Mhera smiled back. "No, I imagine not. Perhaps Matei would have more patience for your ministrations if it were all so easy."

"A man of action, he is, and less concerned for himself than he should be," Aun said, shaking her head. "But yes, there's some magic in it. I don't fully understand it myself. We've all of us different talents, you see. Certain things come more naturally to some of us than to others. For me, it's making things grow." She reached out and touched a leaf. "I spend a lot of time here, putting energy and ... well, it's hard to describe. Purpose. Putting energy and purpose into the plants. I do the same when I bring them together in salves and teas and so on."

Mhera looked around the garden at the neat rows of herbs and flowers. "So the magic helps along what's already there."

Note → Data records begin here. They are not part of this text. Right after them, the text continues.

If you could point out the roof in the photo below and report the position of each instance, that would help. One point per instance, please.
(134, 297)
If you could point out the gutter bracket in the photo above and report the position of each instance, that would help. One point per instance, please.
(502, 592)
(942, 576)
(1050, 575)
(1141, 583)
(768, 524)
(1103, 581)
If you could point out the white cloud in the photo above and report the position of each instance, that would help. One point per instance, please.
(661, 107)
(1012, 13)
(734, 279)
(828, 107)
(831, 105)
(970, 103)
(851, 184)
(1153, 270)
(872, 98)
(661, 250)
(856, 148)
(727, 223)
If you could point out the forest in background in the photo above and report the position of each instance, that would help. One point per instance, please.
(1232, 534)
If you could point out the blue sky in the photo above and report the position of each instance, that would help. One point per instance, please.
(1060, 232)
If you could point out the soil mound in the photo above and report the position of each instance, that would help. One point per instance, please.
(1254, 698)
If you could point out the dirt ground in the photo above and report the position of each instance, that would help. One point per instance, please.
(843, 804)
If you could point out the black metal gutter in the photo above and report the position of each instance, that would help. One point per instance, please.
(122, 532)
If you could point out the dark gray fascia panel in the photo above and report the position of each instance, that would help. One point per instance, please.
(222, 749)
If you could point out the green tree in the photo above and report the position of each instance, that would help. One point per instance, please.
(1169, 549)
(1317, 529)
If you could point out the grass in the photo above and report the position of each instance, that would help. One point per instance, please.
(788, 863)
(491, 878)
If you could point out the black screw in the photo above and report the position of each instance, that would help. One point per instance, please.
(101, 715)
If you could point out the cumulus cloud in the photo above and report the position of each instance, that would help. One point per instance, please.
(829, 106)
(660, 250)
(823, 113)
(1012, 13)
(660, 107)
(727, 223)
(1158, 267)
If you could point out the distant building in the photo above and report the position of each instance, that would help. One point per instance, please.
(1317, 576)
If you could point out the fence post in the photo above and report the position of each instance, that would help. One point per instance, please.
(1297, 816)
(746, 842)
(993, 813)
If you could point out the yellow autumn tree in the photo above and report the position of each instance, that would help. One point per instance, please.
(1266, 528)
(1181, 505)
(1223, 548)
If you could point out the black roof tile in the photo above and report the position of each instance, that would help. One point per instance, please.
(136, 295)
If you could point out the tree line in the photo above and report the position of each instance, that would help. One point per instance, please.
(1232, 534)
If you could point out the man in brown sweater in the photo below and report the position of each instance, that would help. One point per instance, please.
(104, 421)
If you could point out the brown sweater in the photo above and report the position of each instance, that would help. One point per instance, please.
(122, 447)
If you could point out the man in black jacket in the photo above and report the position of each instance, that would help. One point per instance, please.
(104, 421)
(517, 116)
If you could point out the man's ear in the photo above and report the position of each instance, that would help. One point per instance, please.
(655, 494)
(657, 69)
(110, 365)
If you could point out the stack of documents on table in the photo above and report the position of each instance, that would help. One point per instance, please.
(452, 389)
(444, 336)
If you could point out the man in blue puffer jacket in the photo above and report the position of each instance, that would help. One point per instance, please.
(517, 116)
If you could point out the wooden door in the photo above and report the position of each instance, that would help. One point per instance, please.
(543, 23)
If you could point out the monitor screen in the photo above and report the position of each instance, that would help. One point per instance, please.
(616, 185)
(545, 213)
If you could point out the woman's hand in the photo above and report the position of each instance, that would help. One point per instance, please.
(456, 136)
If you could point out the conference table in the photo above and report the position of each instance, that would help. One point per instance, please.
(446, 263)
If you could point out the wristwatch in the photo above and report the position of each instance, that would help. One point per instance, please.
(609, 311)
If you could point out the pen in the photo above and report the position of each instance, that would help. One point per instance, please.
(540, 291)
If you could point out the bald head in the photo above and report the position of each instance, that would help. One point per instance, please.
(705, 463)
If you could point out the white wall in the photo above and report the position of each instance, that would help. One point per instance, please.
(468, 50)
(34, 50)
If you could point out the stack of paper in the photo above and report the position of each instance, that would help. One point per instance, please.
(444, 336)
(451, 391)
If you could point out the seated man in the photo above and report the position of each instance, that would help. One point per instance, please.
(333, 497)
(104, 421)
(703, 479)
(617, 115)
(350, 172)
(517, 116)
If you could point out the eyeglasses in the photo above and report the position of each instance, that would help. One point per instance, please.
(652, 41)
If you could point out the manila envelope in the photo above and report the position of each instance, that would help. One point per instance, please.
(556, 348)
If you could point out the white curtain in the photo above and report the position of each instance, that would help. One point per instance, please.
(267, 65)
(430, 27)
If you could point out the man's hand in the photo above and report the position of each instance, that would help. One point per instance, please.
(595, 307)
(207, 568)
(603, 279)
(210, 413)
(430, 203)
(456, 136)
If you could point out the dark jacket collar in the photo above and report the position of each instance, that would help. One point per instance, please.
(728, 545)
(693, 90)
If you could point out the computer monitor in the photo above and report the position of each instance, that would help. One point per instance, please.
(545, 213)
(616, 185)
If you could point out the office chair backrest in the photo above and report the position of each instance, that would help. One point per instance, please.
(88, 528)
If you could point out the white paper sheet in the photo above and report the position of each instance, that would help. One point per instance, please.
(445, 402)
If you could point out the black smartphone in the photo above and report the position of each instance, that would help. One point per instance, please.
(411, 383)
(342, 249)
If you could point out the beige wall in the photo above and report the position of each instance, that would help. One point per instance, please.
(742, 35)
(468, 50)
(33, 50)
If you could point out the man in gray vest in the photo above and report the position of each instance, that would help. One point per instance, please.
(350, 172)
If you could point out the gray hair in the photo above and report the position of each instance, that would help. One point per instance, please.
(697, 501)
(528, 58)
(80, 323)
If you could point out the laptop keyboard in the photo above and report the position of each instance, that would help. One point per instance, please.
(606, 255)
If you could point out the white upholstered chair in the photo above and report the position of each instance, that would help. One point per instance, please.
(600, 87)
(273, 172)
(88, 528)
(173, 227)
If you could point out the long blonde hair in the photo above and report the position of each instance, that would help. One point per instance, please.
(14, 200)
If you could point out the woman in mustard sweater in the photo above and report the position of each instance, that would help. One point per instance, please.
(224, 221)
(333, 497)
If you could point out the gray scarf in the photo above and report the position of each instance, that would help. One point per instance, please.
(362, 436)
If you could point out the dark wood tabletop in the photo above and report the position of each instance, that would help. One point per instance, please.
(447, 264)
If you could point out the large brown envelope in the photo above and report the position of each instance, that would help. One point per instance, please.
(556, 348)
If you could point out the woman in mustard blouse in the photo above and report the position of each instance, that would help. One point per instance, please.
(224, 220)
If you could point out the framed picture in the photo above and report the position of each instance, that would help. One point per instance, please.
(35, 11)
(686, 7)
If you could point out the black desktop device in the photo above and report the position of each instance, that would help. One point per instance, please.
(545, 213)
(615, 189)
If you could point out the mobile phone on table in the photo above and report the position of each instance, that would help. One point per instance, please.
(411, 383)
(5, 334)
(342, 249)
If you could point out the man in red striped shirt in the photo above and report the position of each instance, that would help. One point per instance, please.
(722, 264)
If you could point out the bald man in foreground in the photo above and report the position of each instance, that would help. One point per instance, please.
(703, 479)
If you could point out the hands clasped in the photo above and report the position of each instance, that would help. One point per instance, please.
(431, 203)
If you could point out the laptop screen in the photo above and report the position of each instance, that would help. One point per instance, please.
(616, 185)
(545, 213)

"That's the short of it, I think. I'm learning. There isn't much written on the subject, at least that I've seen. Matei says he might be able to find more for me. For all his stubbornness, I think he values what I do."

Mhera thought of the lorekeeper and his hidden library stacked with books. She thought of Physicker Naelis at the palace and wondered whether the woman's remedies were touched by magic. It would have had to have come from a bloodstone, if so.

The teas and tinctures had seldom helped Mhera, suggesting that they were not magical, after all. But Mhera had a malady that could not be healed.

"There. We've been working for a while now, Mhera, and I'm hungry. Shall we go to the longhouse for lunch?" Aun stood up, shaking out her apron. She leaned down to pick up a small basket she had filled with some of the weeds they had plucked. "These, I'll take to the cook. Weeds in a garden, food on a plate."